On my neighbor’s property about half of a mile from my home
there is a small stream which drains the surrounding land. Some of this land is very good crop acreage,
while some of it is more swampy, and of little farm use. My neighbor, needing access to his crops on
both sides of the stream built a farm road across it. He hauled in sandy soil building the road up
to about 4’ higher than the stream bed to make it high and dry. In the process he installed two sluice pies
at the original stream bed level. One of
these is about 30” in diameter, while the other is near 16” across. They are located approximately 20’ from each
other.
Shortly thereafter a pair of beaver moved into the area
upstream from the road that my neighbor had built. Whether by instinct, or constructive thought,
the enterprising beaver found this to be a relatively easy place to form a
pond. All they had to do was stop the
water from flowing through the two pipes, and magically over a short period of
time a pond would materialize in which they could live relatively safe from
most predators.
Bucky and Eagar Beaver, as I named them, set to work as busy
beavers will do, and before long had completely blocked the end of the large
pipe with sticks and mud dug from the bottom of the steam bed thus deepening
the water at the same time. They
continued adding material until they had their plug several inches higher than
the top of the pipe, and extended well beyond the extremities of the pipe
itself. This would seem to be rather an
instinctive bit of engineering as building ponds by blocking water flow is what
beaver have been doing for centuries.
However, when it came to the smaller pipe the workaholic
animals used a completely different tactic.

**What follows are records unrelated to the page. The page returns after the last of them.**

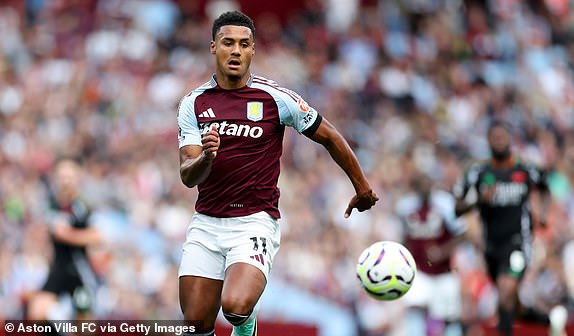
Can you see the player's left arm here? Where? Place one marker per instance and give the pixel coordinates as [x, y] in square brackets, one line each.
[328, 136]
[295, 112]
[539, 179]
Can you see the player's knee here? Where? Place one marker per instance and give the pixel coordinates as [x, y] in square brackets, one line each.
[201, 326]
[237, 304]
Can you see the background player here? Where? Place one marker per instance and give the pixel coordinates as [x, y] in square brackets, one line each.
[70, 276]
[504, 185]
[431, 233]
[230, 139]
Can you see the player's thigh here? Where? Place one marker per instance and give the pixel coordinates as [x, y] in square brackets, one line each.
[242, 288]
[200, 299]
[251, 250]
[201, 274]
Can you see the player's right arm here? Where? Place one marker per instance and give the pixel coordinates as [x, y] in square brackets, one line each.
[195, 161]
[196, 151]
[461, 189]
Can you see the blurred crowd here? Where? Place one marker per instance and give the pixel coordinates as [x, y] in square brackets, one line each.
[411, 84]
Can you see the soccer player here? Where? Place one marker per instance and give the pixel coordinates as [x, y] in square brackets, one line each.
[503, 186]
[431, 233]
[71, 278]
[230, 141]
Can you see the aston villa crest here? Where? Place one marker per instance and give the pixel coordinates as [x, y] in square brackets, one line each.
[254, 111]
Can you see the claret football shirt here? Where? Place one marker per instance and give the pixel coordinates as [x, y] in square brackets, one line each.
[251, 122]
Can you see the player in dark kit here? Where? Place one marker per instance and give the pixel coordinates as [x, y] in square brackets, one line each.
[70, 273]
[230, 141]
[504, 185]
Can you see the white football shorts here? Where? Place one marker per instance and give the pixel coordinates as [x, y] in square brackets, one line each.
[439, 293]
[213, 244]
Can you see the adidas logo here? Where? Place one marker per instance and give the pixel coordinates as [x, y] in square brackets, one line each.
[207, 114]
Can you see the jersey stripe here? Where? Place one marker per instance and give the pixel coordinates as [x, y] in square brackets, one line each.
[274, 85]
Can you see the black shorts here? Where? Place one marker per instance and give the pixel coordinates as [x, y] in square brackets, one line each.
[508, 259]
[62, 280]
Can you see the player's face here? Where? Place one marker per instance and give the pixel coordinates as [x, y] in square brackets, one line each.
[499, 141]
[66, 179]
[233, 49]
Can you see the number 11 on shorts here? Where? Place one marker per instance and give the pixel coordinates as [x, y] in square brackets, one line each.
[256, 240]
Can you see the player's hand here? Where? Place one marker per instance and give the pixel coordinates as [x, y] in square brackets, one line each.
[210, 142]
[362, 202]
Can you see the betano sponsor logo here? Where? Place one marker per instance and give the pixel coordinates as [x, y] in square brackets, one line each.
[225, 128]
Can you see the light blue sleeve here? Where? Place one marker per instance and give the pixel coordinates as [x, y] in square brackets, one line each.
[188, 129]
[293, 110]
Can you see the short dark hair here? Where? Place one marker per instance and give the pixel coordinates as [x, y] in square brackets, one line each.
[233, 18]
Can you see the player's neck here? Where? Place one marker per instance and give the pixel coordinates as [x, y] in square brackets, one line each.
[231, 83]
[503, 163]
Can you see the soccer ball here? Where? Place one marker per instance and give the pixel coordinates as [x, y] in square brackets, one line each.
[386, 270]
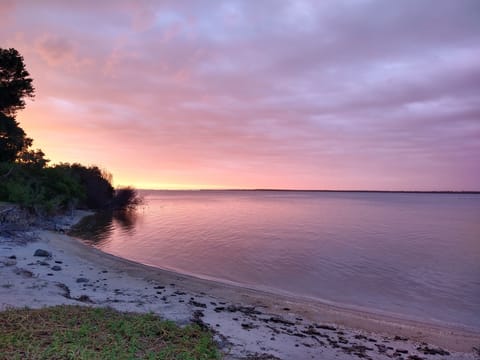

Instead of plugging the end of the pipe as they had done with the large
one, they instead built a dam some two feet back from the end of that pipe
completely surrounding the inlet end of the pipe, but leaving the end of the
pipe open.
Due to abnormally heavy rainfall recently the pond has been
growing deeper, and at the same time larger.
Yesterday the water began to overflow the dam at the end of the smaller
pipe effectively maintaining the water level at the dam height. This ensures the water level in their den
built some 100’ back from the dam will not rise to a height threatening their
living quarters with flooding. As of
this time they have made no attempt to slow, or stop, the flow of water over
the dam. Thus it would seem this is a
well-thought-out water level control system.
Is this yet instinctive, or can it be real thought?